La pauvreté : un cercle vicieux
La Coalition sherbrookoise pour le travail de rue a pointé du doigt l’endettement qui guette les personnes à faible revenu. La question de l’enquête de crédit a aussi été dénoncée par le Service d’aide aux Néo-Canadiens, notamment pour son impact sur les personnes immigrantes qui n’ont pas d’historique de crédit ici et qui sont sans endosseur. Le prêt usuraire a aussi été évoqué ; certains propriétaires prêteraient de l’argent à des taux d’intérêt incroyables. L’Association coopérative d’économie familiale (ACEF) de l’Estrie a, quant à elle, mentionné que plusieurs locataires moins nantis choisissent des logements moins dispendieux mais qui s’avèrent beaucoup plus énergivores.
Le Centre des femmes du Granit (Lac Mégantic) a parlé de la grande pauvreté et de l’isolement que vivent beaucoup de femmes de la région. Une membre a pris la parole pour expliquer : « Couper dans ce qui est essentiel, comme la nourriture, c’est couper dans la dignité. Quand j’étais dans la rue et itinérante, je mangeais mieux qu’avec un logement ». Pour sa part, le Centre des femmes Memphrémagog a évoqué la pauvreté cachée des femmes qui côtoie opulence et richesse dans une ville comme Magog qui compte 232 millionnaires : « Elles préfèrent payer le prix de se taire ».
La prostitution, à laquelle doivent s’adonner plusieurs femmes pour arriver à payer leur logement, a été abordée à quelques reprises. En fin de Commission, une femme a ajouté la voix brisée : « Que les commissaires ne me demandent pas comment je paye mes fins de mois ».

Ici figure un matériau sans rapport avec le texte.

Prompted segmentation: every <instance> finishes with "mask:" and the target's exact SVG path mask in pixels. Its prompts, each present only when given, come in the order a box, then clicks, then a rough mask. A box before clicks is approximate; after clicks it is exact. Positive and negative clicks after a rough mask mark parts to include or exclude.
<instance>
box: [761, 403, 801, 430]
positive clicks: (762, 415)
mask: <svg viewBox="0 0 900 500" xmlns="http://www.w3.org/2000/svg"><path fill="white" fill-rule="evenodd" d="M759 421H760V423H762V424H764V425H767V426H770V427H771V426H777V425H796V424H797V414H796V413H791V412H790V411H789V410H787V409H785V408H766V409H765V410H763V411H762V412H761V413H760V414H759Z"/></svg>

Une jeune femme a livré un témoignage poignant en expliquant comment elle s’était retrouvée à la rue après avoir vécu pendant des mois dans sa voiture, faute d’avoir trouvé un logement abordable. L’organisme Qualilogis, qui offre du soutien pour la stabilisation résidentielle de personnes à risque d’itinérance, a fait état des problèmes auxquels se butent les personnes à faible revenu dans leurs démarches pour trouver ou garder un logement. « Comment tu veux te trouver une job quand pour payer ton loyer, tu peux pas te payer un téléphone, tu peux pas te payer de savon à linge ? », a demandé l’intervenant Patrick.
La Chaudronnée, qui offre des milliers de repas par année à des personnes dans le besoin, a parlé d’une augmentation de 50 % de la fréquentation de la ressource depuis 10 ans. Par ailleurs, Marie-Claude Vézina, coordonnatrice, a salué l’annonce récente et l’adoption prochaine d’une Politique en itinérance, mais a rappelé qu’il fallait qu’elle se traduise aussi en mesures concrètes.
Une « aberration »
Jacques Côté, de la Fédération des coopératives d’habitation de l’Estrie, a témoigné de la menace que représente la fin des subventions fédérales aux logements sociaux existants, dont les coops. Celle-ci en réduira substantiellement l’accessibilité financière aux ménages à faible revenu : « La fin des conventions, c’est comme une aberration… Les besoins sont pourtant criants. Le gouvernement se retire. Il ne veut plus utiliser les outils qu’il a lui-même élaborés. Nous, on veut continuer à accueillir des gens à faible revenu ! Ça nous prend l’aide du gouvernement ». Il a précisé que cet enjeu faisait déjà des ravages : 125 logements de la Fédération, et autant de ménages, ont déjà été touchés par la fin des conventions.